For instance, with better modelling of common travel patterns and passenger behaviour Sabre could help airlines make more precise predictions about passenger demand, or by scrutinising patterns of use in its daily system logs it could anticipate spikes.

Gregg Webb, president of Sabre Travel Network, said: “There are a number of areas where the use of that data in aggregate, in terms of looking at demand fluctuation through the industry, would allow the industry to plan and operate more efficiently.”

Unstructured data analysis

Big-data analytics platforms such as Hadoop are able to query petabyte-scale stores of data and are also adept at analysing unstructured data – data sitting outside databases – which makes them suited to mining the likes of social-media posts.

Sabre’s R&D labs built a social-media analytics appliance that would allow airlines to spot the probable disruption of flights by hurricanes, days earlier than is currently possible.

The labs team used the appliance to predict when flights over the Caribbean were likely to cross the path of a hurricane by searching Twitter and Facebook posts for mentions of hurricanes and combining that information with weather-service forecasts.

Tests of the appliance showed that it would allow passengers to be notified about potential disruptions between 48 and 72 hours before their flight. In comparison the usual notification period, which relies on weather warnings from the National Weather Service, is about two hours.

Sabre’s Webb said: “The reality is tracking social posts is easily as accurate as predictions from the weather services.”

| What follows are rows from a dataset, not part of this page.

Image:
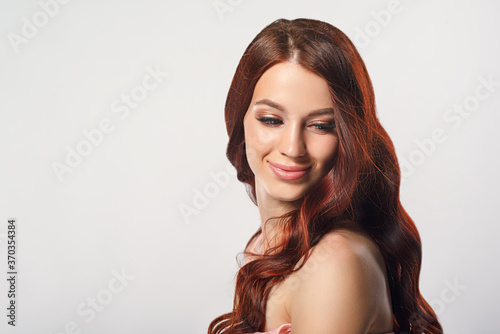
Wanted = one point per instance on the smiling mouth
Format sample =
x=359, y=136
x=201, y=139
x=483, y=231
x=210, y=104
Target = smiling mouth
x=288, y=173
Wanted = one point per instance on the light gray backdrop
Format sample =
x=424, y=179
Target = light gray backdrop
x=112, y=153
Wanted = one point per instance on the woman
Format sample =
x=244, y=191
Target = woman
x=336, y=251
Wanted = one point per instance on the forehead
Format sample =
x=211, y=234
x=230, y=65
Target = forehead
x=293, y=86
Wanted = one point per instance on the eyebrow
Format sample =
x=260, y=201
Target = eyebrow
x=275, y=105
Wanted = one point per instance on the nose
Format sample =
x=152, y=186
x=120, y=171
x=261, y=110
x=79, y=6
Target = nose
x=292, y=142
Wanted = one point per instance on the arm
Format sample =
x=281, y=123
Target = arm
x=338, y=295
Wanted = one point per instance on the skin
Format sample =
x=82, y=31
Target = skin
x=343, y=287
x=293, y=137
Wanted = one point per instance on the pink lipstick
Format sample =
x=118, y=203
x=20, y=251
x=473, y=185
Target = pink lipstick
x=287, y=172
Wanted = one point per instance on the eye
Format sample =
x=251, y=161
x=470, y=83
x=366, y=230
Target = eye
x=270, y=120
x=325, y=127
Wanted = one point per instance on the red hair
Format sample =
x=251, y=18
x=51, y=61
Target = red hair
x=363, y=185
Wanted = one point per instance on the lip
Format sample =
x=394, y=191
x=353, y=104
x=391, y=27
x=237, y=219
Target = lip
x=287, y=172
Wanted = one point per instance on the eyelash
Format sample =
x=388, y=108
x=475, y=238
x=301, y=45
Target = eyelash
x=327, y=127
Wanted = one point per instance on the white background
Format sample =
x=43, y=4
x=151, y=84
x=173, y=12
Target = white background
x=120, y=207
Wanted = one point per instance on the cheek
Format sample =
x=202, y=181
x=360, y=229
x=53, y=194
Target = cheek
x=326, y=152
x=258, y=141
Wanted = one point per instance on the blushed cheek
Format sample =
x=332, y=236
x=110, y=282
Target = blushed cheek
x=258, y=143
x=327, y=153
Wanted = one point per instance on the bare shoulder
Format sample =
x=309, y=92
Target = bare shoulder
x=341, y=287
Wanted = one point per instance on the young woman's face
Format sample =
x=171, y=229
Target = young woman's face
x=290, y=134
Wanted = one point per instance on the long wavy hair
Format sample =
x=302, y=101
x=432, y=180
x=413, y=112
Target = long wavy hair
x=362, y=186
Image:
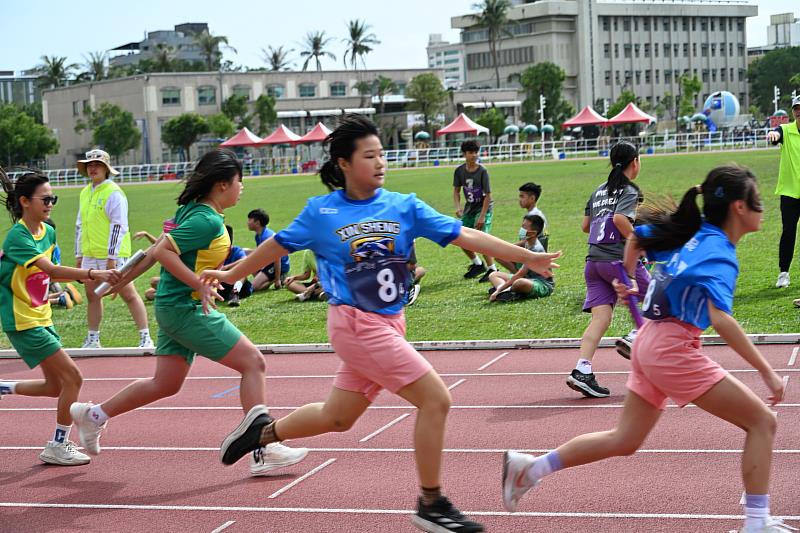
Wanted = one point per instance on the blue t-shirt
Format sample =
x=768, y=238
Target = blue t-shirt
x=704, y=269
x=265, y=234
x=362, y=245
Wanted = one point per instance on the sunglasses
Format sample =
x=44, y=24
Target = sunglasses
x=47, y=200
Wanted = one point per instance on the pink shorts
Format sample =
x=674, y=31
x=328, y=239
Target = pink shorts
x=667, y=362
x=374, y=351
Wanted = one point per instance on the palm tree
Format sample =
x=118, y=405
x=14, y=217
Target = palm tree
x=209, y=47
x=53, y=71
x=277, y=58
x=315, y=48
x=95, y=65
x=494, y=17
x=358, y=43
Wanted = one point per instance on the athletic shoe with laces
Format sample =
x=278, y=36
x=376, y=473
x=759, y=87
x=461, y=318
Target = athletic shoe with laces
x=88, y=431
x=586, y=384
x=274, y=456
x=63, y=454
x=624, y=344
x=246, y=437
x=772, y=525
x=474, y=271
x=515, y=478
x=442, y=517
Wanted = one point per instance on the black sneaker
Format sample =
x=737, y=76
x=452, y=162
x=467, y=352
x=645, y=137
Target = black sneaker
x=246, y=437
x=443, y=517
x=586, y=384
x=474, y=271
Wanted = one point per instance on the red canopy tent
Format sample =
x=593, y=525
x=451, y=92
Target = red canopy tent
x=245, y=137
x=629, y=115
x=587, y=117
x=319, y=133
x=462, y=124
x=282, y=135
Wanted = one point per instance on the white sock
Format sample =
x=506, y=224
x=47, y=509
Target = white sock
x=62, y=433
x=8, y=387
x=97, y=415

Mining external information sources

Robert Wiseman, CTO with Sabre Holdings, gave another example of how big-data analytics could one day allow travel websites to mine external information sources, such as a regular customer’s social-media feed, and use those insights to improve trips they recommend to customers – for instance, through Sabre’s travel site, Travelocity.

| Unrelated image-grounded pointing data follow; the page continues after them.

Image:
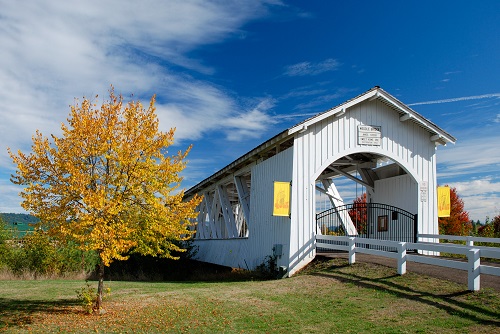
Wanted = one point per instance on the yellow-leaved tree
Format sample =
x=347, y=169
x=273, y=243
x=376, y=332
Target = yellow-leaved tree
x=108, y=183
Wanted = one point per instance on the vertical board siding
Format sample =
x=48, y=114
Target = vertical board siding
x=264, y=230
x=406, y=143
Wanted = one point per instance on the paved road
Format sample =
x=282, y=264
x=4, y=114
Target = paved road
x=454, y=275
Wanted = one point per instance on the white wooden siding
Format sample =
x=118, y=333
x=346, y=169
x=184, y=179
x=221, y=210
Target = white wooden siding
x=264, y=230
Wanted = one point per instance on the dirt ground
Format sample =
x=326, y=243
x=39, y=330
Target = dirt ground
x=450, y=274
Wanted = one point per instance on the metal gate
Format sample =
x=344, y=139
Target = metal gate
x=368, y=220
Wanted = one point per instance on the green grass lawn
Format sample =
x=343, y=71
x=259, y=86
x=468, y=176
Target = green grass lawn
x=328, y=297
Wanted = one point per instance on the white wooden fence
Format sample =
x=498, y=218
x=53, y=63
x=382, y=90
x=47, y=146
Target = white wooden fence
x=473, y=253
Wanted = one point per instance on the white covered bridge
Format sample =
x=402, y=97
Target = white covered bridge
x=373, y=139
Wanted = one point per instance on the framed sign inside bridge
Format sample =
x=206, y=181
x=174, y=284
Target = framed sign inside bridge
x=369, y=135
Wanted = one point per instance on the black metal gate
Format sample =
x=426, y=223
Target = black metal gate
x=368, y=220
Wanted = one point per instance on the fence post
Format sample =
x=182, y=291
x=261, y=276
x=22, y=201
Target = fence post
x=470, y=241
x=473, y=276
x=401, y=258
x=352, y=250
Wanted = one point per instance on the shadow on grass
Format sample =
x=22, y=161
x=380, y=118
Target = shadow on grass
x=448, y=301
x=19, y=313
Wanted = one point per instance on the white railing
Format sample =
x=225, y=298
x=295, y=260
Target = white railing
x=469, y=241
x=473, y=265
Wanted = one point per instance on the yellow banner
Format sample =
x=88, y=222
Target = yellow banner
x=444, y=206
x=281, y=203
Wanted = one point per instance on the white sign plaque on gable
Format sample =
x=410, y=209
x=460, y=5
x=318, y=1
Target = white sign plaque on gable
x=369, y=135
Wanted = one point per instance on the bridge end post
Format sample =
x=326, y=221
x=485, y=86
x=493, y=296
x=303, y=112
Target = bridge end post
x=352, y=250
x=473, y=276
x=401, y=258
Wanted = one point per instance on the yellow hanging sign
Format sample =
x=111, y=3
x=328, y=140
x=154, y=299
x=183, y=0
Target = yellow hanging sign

“If Travelocity knows that I’m a Sheffield Wednesday fan and knows that team are in the FA Cup final, then it knows that I’m much more likely to go ahead and book it,” he said.

Sabre has bought three 0.5PB Oracle Big Data Appliances, which allow unstructured data to be loaded into Oracle Database 11g. The appliances will use Hadoop provided by Cloudera – relying on MapReduce to break the data down and Cassandra as a distributed database-management system. Sabre expects to begin using the appliances by the end of this year.

Wiseman said one of the biggest challenges is configuring the data for analysis – for instance, breaking it down using MapReduce – because the relative immaturity of the tools still means setting up a query requires a large degree of manual work and technical knowledge.

“As we get into this we realise that a lot of work that the data scientists are going to be doing really isn’t the best use of their skills, so having some way of intelligently presenting this data for them would really give them a leg-up,” he said.